# My swisher bucket



## Richthecopyguy

After reading a researching what some of you have done to install a Swisher bucket on your tractors, I decided to post pictures of what I did to put a Swisher bucket on my 2006 Prestige.
The tractor is a 2wd non power steering 20hp Prestige that I bought used three years ago. I needed a better way to maintain my gravel driveway which is over 1000 ft long. I did not design and build this to do any digging, although it probably could. I really only wanted to be able to move non grade and spread it without having to use a wheelbarrow and rake.
So far I spread and leveled 18 ton of non grade to level the pole barn floor and only broke two mounting bolts which is actually what I wanted to happen if I overloaded the bucket.
I was able to move almost a full bucket of wet non grade with absolutely no traction or steering problems.
Basically what I did was combine what I felt were the best aspects of every design I could find even trying to recreate the Legacy front mount.
The frame mounts are 1/2" plate that was cut to fit over the front axle and extend behind the axle to the rear of the engine.

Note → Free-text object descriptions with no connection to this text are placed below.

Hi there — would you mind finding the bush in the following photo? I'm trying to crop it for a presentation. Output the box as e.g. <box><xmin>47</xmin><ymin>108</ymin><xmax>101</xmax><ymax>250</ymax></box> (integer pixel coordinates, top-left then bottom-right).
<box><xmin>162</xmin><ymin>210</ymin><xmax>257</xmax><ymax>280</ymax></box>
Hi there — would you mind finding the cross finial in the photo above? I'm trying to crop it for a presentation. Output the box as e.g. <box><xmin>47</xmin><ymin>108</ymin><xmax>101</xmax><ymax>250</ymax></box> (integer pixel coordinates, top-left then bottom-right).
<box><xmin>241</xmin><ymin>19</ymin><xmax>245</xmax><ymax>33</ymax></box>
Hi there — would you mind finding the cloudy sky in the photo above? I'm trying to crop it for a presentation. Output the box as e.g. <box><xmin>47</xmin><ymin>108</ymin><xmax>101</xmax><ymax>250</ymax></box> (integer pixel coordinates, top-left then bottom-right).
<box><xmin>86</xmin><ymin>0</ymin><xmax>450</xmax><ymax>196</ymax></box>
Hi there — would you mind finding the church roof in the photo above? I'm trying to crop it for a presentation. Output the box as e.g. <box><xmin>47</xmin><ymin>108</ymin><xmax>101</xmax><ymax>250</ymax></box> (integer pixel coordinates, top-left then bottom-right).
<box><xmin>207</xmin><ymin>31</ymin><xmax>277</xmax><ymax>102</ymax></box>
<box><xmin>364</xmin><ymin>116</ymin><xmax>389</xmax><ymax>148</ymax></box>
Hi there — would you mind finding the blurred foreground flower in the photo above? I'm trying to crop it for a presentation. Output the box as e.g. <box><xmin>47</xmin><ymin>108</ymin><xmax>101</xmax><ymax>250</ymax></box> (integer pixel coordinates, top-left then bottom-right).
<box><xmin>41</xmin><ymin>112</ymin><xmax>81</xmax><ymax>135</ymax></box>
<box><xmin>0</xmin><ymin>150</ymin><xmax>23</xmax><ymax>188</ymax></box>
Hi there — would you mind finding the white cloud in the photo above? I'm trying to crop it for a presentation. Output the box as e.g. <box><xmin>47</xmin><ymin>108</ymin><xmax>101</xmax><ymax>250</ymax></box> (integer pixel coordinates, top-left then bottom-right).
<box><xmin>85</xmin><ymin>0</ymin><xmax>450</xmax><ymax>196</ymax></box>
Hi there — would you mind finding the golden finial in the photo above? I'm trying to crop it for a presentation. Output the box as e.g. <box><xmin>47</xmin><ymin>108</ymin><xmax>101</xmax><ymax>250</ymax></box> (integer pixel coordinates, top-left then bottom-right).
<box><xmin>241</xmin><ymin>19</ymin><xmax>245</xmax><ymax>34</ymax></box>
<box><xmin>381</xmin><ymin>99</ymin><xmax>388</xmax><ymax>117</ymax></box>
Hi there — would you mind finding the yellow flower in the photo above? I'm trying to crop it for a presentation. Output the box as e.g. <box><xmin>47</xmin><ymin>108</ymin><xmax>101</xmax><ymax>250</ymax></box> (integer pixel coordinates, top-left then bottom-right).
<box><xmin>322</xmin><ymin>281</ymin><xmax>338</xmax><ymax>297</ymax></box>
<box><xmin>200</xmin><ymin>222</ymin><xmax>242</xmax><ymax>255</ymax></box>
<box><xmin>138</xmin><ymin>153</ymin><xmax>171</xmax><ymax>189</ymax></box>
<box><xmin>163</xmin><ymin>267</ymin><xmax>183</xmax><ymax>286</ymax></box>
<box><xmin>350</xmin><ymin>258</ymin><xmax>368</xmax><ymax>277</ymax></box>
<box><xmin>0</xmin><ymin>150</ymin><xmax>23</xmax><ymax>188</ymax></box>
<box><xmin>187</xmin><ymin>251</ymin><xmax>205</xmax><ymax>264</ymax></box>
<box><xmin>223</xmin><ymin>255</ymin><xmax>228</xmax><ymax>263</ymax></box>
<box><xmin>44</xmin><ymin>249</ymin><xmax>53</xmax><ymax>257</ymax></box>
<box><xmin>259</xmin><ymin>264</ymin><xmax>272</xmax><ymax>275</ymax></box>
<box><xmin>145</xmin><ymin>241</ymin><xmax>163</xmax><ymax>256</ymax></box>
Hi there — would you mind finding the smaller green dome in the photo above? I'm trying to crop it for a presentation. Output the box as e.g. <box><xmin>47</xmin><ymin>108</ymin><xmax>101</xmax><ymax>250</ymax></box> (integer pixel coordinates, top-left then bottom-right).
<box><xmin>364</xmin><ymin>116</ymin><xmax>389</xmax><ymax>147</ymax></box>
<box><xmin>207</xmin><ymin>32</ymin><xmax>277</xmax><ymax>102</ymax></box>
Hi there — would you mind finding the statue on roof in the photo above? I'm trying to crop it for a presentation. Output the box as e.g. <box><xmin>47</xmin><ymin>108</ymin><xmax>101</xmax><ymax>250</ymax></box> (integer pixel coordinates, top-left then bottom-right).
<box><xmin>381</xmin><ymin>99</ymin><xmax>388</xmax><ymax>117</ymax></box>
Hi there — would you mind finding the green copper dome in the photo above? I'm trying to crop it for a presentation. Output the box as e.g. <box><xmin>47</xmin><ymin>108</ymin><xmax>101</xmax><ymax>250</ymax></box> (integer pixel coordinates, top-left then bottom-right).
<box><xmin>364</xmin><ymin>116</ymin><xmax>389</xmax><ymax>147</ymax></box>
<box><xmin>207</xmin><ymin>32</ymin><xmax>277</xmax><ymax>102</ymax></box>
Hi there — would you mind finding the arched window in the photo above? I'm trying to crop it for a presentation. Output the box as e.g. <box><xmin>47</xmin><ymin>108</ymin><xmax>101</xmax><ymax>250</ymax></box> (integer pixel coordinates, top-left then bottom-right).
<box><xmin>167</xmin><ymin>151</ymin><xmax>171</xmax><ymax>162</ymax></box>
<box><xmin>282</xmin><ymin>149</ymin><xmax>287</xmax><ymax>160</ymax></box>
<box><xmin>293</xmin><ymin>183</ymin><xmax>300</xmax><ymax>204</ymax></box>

They were bolted to the frame on each side with five 3/8" grade 8 bolts. The original lower heat shield was replaced with a 3/8 plate that was box welded to tie the front frame rails together to prevent the frame from twisting under load. The original Swisher frame was narrowed 1" to fit inside the new frame mounts and 3/4" holes were drilled to create a pivot point for the bucket frame. I then purchased a 1500# linear actuator and built a lower mount that sits below and to the rear of the pivot point allowing for a single lift mechanism that at full lift is over 21" at full height and leaves 2" of clearance to the ground at full dump. All of this with just a 4" stroke actuator. The unit is also setup that the center of the load is exactly half the length of the tractor from the front spindles to the rear axle.
The entire unit comes off by removing only 4 bolts, the electrical connector, and the pivot rod. About 5 minutes on and off. And I can leave it on to mow, if I want to.
Here are some pics of what I built. Hopefully it can be an inspiration to someone that wants to put a bucket on their own tractor.


----------



## Thomas

About how much counter balance needed?


----------



## Richthecopyguy

As far as counterweight, the rears are loaded. I only add the wheel weights and chains in winter for plowing snow, so I'd probably say there is about 200lbs in the tires. 
With a full bucket I had no problems with traction or steering.


----------



## skunkhome

It looks pretty good. I am only concerned that your mounting bolts are pretty close on center. I don't know if that is a purposeful design or you just can't separate them any more than that. It looks a lot like my Johnny Bucket Jr but heavier. Mine has saved me a lot of back breaking labor.


----------



## PeteNM

What a nice looking job!!! Looks like it does lots of work. Did you do all the work yourself, and build your bucket?


----------



## Richthecopyguy

Thanks for the positive comments. As for the mounting bolts, i used pre-existing holes in the frame. I compensated for the close positoning in front of the axle by extending the mount eight inches past the axle and have those bolts centered. As far as the construction went, I bought the bucket from Tractor Supply, modified it and built everything else from scratch. Purchased the actuator from servo city in CA. after the initial one I got from Johnny Bucket wouldn't even lift the bucket when empty. Don't ask me why the first actuator wouldn't work. JB even sent me a replacement and it still wouldn't lift. I'll probably use that one to make a power dump.
I have to say that I'm pretty satisfied so far. I even used it to move some of the large snow piles from around the house this winter.


----------



## Bass37601

Not bad. I wish I would have went with the actuator like u have


----------



## imbill

Looks good !!!!!!


----------